Fearing an explosion of methane gas, the Army has evacuated a dozen families from homes built near a buried former landfill at Fort Meade, a move that critics said wouldn't have been necessary had the Army post's private housing developer stopped building when it uncovered the site three years ago.
Col. Kenneth O. McCreedy, commander of the western Anne Arundel County post, has ordered that a cluster of 20 townhouses, including those occupied by the 12 families, stay unoccupied as environmental regulators assess the risk.
"My commitment to fix this problem [and ensure] the safety of the residents of Fort Meade are paramount," McCreedy said.
Federal and Army regulators say the World War II-era dump, which is buried under 15 feet of earth and is the apparent source of the methane, may have to be dug up and cleaned out.
Underground methane levels near the center of the site have registered about 600,000 parts per million, or four times the federal upper-level explosive limit. Officials have grown concerned as explosive pockets of methane have shifted west, toward the townhouses, some of which are 40 feet from the edge.
Critics say the homes should never have been built there.

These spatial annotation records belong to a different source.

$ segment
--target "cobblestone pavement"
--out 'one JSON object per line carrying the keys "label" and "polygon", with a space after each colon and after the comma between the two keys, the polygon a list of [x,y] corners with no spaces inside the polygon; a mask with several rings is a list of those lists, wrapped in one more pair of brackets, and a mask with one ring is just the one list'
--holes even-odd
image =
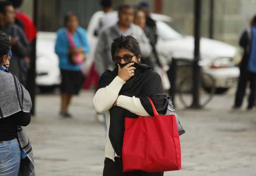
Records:
{"label": "cobblestone pavement", "polygon": [[[36,116],[25,128],[37,176],[102,175],[105,132],[96,120],[93,95],[74,97],[70,119],[58,115],[57,94],[37,96]],[[182,169],[165,176],[256,176],[256,111],[231,110],[234,98],[232,91],[216,96],[200,110],[184,109],[177,101],[186,130],[180,138]]]}

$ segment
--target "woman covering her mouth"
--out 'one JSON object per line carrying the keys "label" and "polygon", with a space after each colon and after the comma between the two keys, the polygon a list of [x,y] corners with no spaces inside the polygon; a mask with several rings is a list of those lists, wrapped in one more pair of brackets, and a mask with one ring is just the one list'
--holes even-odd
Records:
{"label": "woman covering her mouth", "polygon": [[[121,36],[114,39],[111,54],[116,68],[101,76],[93,100],[96,111],[106,114],[107,133],[103,176],[124,175],[122,148],[125,118],[154,116],[148,97],[160,114],[166,113],[168,103],[160,76],[148,66],[140,63],[142,54],[135,39]],[[129,172],[129,175],[164,174],[141,171]]]}

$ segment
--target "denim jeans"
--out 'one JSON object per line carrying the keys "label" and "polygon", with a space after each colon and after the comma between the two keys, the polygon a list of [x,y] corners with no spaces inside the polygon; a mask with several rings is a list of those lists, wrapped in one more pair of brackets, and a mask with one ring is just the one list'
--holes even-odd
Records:
{"label": "denim jeans", "polygon": [[0,176],[17,176],[20,151],[17,139],[0,143]]}

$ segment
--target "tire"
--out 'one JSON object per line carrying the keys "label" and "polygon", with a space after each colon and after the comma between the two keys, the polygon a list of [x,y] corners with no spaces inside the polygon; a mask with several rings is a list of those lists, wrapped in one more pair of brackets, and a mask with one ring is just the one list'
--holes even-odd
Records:
{"label": "tire", "polygon": [[[216,94],[224,94],[225,92],[226,92],[229,89],[229,88],[216,88],[215,90],[215,91],[214,92],[214,93]],[[211,92],[211,88],[210,87],[204,87],[204,89],[208,93],[210,93]]]}
{"label": "tire", "polygon": [[217,94],[222,94],[227,92],[229,88],[216,88],[215,93]]}

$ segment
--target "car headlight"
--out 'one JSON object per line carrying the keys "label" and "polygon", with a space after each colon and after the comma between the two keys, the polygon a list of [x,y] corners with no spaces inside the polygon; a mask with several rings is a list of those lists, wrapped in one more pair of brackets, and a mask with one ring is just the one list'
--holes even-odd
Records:
{"label": "car headlight", "polygon": [[219,58],[214,60],[211,66],[211,68],[221,68],[232,67],[235,66],[231,58]]}
{"label": "car headlight", "polygon": [[238,65],[240,64],[242,59],[243,55],[244,52],[244,49],[242,47],[238,46],[236,47],[236,53],[233,58],[233,62],[235,65]]}

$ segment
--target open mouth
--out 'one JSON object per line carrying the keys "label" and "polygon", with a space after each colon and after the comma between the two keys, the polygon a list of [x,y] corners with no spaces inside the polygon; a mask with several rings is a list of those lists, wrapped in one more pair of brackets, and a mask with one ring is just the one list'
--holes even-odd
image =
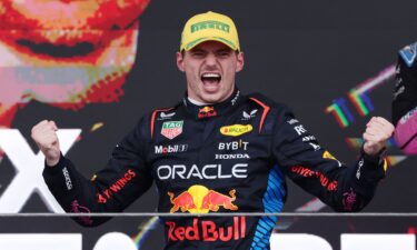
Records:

"There is absolutely no justification for putting military families this close to this dump," said Zoe B. Draughon, co-chairwoman of the Restoration Advisory Board, a group of residents and regulators overseeing Fort Meade's Superfund cleanup. "There is none."
Regulators and other representatives overseeing the cleanup are critical of the private developer, Picerne Military Housing, which built the homes before Fort Meade officials could perform a comprehensive assessment of the area.
They said top military officials and congressional leaders, eager to get a national privatized housing initiative off the ground, allowed Picerne to proceed with a $400 million redevelopment of Fort Meade housing before regulators and the post's environmental officials could review key studies held by Picerne and Army housing officials.
"They just went ahead and did what they wanted to do to get the housing in," Robert Stroud, a project manager with the Environmental Protection Agency, said of the motives of top military officials. "They figured they would deal with the regulators later."